Origin is, of course, EA’s new Steam knockoff, another digital distribution platform for games. It’s required to play Mass Effect 3 on PC. As a PC gamer, that’s another piece of software I have to download and worry about, but for EA it’s a new way to sell me games. I’m sure the marketing guys are thrilled about it. I’m less excited.

Now they’ve announced DLC (downloadable content) that will be available upon the game’s release. It’s yet another thing to fuss over. Another thing to worry about. I have to decide if having an extra character in the game is worth the 3 dollars or 10 dollars they’ll be charging for it. For him.

Is he crucial to the story? Will the game still be good without him in it? Will he be a good squadmate or someone I end up not really liking? The answers are irrelevant, because having to even ask the questions is what’s bothering me.

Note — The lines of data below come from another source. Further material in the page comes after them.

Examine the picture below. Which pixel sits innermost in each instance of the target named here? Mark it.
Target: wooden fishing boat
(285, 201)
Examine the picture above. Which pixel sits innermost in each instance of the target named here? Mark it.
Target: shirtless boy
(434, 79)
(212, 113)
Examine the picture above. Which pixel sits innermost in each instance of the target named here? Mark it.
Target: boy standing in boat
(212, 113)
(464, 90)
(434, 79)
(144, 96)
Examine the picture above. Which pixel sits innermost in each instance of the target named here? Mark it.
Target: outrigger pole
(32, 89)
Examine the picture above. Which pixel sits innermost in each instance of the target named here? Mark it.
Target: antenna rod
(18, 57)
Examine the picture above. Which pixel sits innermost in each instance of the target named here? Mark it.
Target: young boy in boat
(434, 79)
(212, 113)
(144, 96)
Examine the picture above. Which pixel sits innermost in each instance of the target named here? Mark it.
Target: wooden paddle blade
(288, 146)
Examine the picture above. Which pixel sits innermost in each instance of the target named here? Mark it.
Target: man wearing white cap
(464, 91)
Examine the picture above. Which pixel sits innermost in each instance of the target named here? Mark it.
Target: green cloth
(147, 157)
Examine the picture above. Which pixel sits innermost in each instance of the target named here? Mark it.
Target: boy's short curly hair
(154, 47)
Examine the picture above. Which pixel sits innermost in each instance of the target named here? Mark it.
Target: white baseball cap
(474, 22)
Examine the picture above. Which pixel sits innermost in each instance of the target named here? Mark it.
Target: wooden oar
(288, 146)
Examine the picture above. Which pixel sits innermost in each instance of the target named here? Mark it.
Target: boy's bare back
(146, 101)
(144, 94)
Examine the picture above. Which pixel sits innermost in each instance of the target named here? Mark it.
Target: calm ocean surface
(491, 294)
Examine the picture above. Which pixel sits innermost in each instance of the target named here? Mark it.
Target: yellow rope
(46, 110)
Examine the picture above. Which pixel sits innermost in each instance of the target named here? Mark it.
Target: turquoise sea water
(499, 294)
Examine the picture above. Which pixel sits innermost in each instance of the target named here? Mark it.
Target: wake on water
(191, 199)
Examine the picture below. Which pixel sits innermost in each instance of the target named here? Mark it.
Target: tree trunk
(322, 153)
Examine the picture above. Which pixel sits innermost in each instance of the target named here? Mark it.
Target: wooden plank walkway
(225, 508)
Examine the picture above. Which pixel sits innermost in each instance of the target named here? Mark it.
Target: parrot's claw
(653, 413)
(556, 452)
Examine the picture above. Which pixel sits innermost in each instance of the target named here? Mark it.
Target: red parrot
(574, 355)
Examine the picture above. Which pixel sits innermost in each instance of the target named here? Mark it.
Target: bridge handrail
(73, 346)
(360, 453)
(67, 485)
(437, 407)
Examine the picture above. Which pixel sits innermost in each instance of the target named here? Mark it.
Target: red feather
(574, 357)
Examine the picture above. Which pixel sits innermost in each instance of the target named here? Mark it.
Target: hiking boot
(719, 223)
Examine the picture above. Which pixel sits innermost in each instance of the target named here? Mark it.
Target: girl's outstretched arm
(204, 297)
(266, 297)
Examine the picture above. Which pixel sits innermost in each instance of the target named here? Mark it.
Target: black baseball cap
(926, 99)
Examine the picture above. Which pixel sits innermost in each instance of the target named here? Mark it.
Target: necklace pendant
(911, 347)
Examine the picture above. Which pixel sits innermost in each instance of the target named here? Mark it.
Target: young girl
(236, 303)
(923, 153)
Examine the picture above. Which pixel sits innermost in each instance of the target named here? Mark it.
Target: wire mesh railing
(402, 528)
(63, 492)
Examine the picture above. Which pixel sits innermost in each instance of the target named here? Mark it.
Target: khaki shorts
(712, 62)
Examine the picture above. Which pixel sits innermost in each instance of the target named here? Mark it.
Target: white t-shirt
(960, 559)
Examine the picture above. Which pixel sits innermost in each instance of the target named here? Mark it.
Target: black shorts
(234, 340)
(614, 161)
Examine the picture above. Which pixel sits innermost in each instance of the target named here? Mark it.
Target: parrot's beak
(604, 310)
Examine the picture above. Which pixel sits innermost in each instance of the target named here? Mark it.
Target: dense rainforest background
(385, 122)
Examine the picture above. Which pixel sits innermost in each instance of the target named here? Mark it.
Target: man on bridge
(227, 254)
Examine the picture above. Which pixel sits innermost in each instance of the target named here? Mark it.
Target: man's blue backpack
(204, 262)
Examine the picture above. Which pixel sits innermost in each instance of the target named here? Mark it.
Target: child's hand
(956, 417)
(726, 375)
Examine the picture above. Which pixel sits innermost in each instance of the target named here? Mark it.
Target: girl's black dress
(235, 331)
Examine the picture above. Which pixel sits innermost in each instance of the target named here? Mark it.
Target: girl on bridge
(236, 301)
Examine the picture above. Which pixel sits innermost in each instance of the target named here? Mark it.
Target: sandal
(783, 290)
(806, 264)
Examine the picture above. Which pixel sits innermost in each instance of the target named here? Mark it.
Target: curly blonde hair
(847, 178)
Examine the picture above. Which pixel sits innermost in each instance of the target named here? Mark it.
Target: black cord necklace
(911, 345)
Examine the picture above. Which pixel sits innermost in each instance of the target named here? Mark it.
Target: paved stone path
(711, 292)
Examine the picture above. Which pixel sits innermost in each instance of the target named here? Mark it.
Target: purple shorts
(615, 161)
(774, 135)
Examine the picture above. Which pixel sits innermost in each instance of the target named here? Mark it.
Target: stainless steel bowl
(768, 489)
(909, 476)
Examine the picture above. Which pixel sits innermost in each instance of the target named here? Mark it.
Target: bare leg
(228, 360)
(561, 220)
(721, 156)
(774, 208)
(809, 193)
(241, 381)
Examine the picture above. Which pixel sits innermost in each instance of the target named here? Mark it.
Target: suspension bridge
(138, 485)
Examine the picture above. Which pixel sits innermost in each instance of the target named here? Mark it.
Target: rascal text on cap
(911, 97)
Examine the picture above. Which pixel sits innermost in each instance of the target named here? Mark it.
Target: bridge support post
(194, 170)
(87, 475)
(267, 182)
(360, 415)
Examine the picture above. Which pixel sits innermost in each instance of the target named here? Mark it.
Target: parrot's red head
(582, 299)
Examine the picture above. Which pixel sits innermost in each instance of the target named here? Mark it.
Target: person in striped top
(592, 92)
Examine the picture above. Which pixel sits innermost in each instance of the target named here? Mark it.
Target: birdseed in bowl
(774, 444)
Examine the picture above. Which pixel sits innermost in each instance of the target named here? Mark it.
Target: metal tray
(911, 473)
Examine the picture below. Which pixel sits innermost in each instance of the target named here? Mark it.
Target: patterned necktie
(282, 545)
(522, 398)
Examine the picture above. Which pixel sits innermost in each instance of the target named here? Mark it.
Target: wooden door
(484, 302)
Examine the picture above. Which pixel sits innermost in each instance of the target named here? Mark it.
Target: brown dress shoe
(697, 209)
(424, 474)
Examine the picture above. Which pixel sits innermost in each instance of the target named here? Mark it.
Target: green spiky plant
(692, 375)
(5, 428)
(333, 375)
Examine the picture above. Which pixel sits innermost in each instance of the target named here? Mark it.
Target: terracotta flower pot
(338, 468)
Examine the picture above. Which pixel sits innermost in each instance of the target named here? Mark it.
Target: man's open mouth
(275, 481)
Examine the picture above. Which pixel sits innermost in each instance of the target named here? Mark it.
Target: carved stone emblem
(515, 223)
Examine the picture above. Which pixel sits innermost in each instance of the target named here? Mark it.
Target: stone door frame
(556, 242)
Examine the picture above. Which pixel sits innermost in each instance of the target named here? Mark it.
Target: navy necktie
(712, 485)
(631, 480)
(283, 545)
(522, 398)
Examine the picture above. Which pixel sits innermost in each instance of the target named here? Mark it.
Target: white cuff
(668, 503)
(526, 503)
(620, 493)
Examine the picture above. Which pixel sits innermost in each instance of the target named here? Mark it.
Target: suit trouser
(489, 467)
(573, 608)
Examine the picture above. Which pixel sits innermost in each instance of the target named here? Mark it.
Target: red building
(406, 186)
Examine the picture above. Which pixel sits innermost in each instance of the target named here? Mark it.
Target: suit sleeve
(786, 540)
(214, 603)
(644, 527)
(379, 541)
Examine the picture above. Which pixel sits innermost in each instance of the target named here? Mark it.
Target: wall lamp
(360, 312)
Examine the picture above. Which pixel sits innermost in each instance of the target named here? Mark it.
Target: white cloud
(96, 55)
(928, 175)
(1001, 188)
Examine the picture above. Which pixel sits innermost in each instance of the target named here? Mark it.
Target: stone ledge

At this point, it’s not about money. It’s about convenience. Buying a video game is too damned annoying. It’s like stopping at a toll both; It’s not paying the 75 cents that bothers me, it’s having to slow to a stop, wait in line, and then throw change in the bucket before I can be on my way.

It’s a pain.

In their rush to make money, game companies like EA and Bioware have inadvertently made their product harder to buy, increasing friction at the ever-so-crucial point of the financial transaction.

I’m not taking a principled stand against the game. I’m just not buying it because I can’t be bothered. I’ll be back when it’s easy.

So, what does that have to do with JC Penney?

They’re going the other way by simplifying the process of buying what they sell. They’re simplifying sales by just slashing everything by about 40% and doing away with the constant barrage of promotions. They’re making tags easier to read and easier to use.

They’re rounding prices to the nearest dollar.

JC Penney has essentially said the extra burden placed on the customer by all the 8.95s and 19.99s is no longer outweighed by whatever bullshit marketing benefit the practice had.

They strive to build trust and simplify the buying process in a brick-and-mortar retail environment. Meanwhile EA is trying to recreate all the typical brick-and-mortar consumer abuse in a digital environment.

I can’t help but think EA has everything hopelessly backward here. I just wish they didn’t have some of my favorite game franchises to sacrifice at the altar of marketing.